An opinionated Phoenix/Ecto OAuth 2.0 / OIDC authorization server on top of attesto.
attesto brings the protocol, attesto_phoenix brings transport + persistence; you bring principals, keys, and policy.
attesto is a transport-agnostic library of OAuth/OIDC primitives: JWT access
tokens, JWKS/key handling, DPoP, mTLS, PKCE, scope algebra, private-key client
assertions, signed request objects, JARM response JWTs, token introspection
primitives, and the token-lifecycle building blocks.
attesto_phoenix wires those primitives into a running server:
- HTTP endpoints (authorization, token, PAR, revocation, discovery, JWKS, UserInfo, protected-resource metadata, optional dynamic registration) mounted into your router with one macro. The authorization endpoint supports the default query response mode and the JARM JWT response modes.
- Protected-resource plugs that verify Bearer JWTs and enforce DPoP / mTLS sender-constraint binding.

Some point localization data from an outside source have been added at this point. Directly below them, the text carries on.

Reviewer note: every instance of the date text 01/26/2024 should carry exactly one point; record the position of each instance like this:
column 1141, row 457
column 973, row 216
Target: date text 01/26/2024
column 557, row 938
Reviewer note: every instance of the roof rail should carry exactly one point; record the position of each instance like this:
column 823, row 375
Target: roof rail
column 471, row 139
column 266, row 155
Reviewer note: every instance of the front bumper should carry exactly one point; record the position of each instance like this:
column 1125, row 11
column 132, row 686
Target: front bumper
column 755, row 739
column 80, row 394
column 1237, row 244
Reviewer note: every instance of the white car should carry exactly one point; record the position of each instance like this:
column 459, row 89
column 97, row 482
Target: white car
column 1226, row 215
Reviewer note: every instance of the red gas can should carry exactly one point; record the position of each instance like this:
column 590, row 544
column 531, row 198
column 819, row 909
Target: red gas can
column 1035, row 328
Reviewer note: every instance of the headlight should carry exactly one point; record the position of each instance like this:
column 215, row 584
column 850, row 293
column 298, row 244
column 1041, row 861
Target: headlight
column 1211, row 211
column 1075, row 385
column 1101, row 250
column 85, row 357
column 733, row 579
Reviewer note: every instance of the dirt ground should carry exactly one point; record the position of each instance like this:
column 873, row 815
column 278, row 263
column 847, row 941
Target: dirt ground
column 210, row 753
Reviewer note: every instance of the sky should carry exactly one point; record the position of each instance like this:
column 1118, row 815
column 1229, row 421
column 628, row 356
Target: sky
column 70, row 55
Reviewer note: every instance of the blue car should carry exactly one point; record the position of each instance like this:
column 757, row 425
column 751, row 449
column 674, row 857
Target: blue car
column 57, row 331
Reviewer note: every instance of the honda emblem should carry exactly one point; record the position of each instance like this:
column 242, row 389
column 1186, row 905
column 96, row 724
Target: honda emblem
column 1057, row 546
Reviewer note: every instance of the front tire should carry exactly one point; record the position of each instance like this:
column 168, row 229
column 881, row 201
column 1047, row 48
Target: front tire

- Ecto-backed implementations of every mutable store the OAuth/OIDC flows need
— authorization codes, refresh tokens, DPoP nonces, DPoP proof
jtireplay records, and Pushed Authorization Request (PAR) references — so a clustered or load-balanced deployment keeps no OAuth state per node.
It deliberately does not own your client registry, principal store, secret hashing, scope catalog, or audit log. Those are application policy and are supplied through a small set of neutral configuration callbacks.
What you can build with it
- An API that AI assistants can connect to. Assistant connectors — ChatGPT,
Claude — authorize through OAuth: PKCE, dynamic client registration, pushed
authorization requests, sender-constrained tokens, and protected-resource
discovery.
attesto_phoenixmounts that whole surface with one router macro, so your app can expose tools and data to an assistant without hand-rolling an OAuth server. - Your own authorization server. Issue short-lived, scoped JWT access tokens and OIDC ID tokens for first-party apps and machine clients, instead of outsourcing to a hosted identity provider.
- A resource server that resists stolen tokens. Verify access tokens locally — signature, issuer, audience, and DPoP / mTLS sender-constraint — with no token database or introspection call on the hot path, so a leaked bearer token alone can't call the API.
The standards each use case rests on are catalogued below and in
the attesto core README;
you don't need to track them to use the library.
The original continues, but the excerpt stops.